Park In Kyu, Lee Kyoung Mu
IEEE Trans Pattern Anal Mach Intell. 2018 Oct;40(10):2484-2497. doi: 10.1109/TPAMI.2017.2746858. Epub 2017 Aug 31.
Depth estimation is essential in many light field applications. Numerous algorithms have been developed using a range of light field properties. However, conventional data costs fail when handling noisy scenes in which occlusion is present. To address this problem, we introduce a light field depth estimation method that is more robust against occlusion and less sensitive to noise. Two novel data costs are proposed, which are measured using the angular patch and refocus image, respectively. The constrained angular entropy cost (CAE) reduces the effects of the dominant occluder and noise in the angular patch, resulting in a low cost. The constrained adaptive defocus cost (CAD) provides a low cost in the occlusion region, while also maintaining robustness against noise. Integrating the two data costs is shown to significantly improve the occlusion and noise invariant capability. Cost volume filtering and graph cut optimization are applied to improve the accuracy of the depth map. Our experimental results confirm the robustness of the proposed method and demonstrate its ability to produce high-quality depth maps from a range of scenes. The proposed method outperforms other state-of-the-art light field depth estimation methods in both qualitative and quantitative evaluations.

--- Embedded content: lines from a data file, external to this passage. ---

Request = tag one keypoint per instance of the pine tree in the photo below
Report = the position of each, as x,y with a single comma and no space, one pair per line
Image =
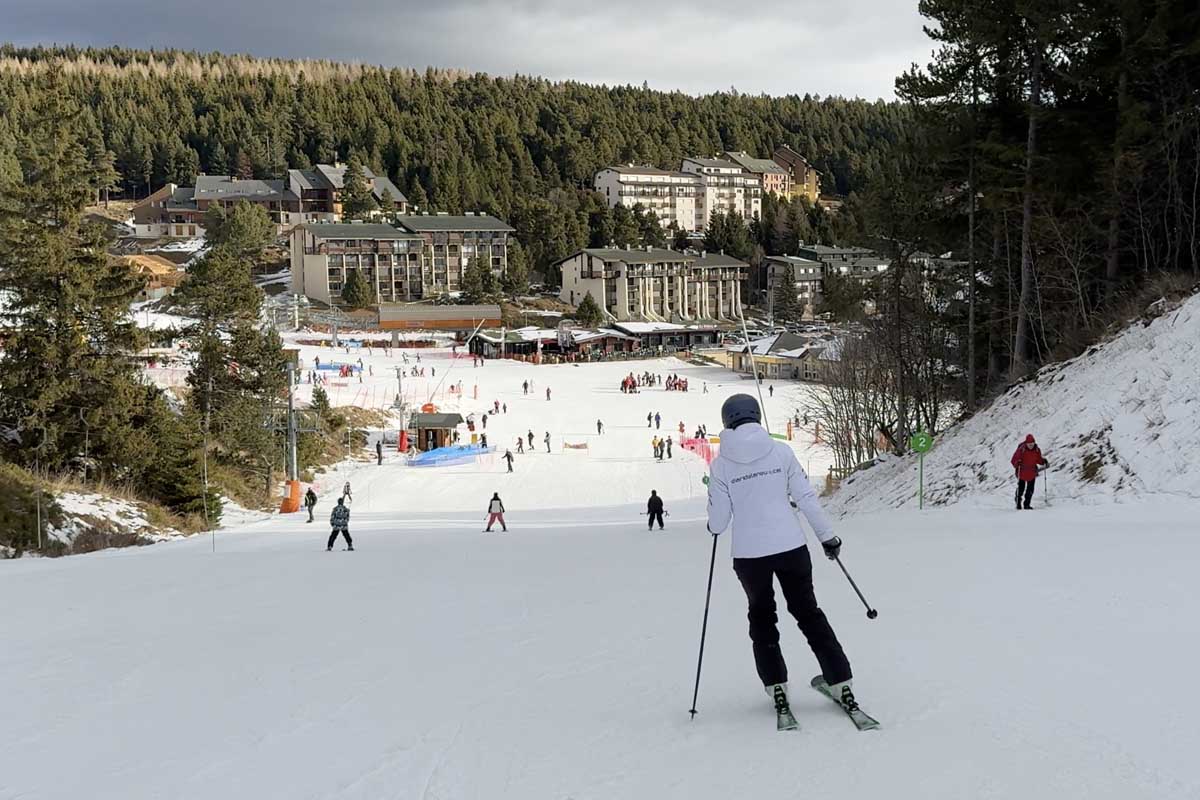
244,230
357,293
69,336
357,199
588,312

深度估计在许多光场应用中至关重要。人们已经利用一系列光场特性开发了许多算法。然而,传统的数据代价在处理存在遮挡的噪声场景时效果不佳。为了解决这个问题,我们引入了一种对遮挡更具鲁棒性且对噪声不太敏感的光场深度估计方法。我们提出了两种新颖的数据代价,分别使用角度块和重聚焦图像来度量。约束角度熵代价(CAE)减少了角度块中主要遮挡物和噪声的影响,从而得到较低的代价。约束自适应散焦代价(CAD)在遮挡区域提供较低的代价,同时还保持对噪声的鲁棒性。结果表明,将这两种数据代价相结合可显著提高遮挡和噪声不变能力。应用代价体滤波和图割优化来提高深度图的准确性。我们的实验结果证实了所提方法的鲁棒性,并展示了其从一系列场景中生成高质量深度图的能力。在所提方法在定性和定量评估中均优于其他当前最先进的光场深度估计方法。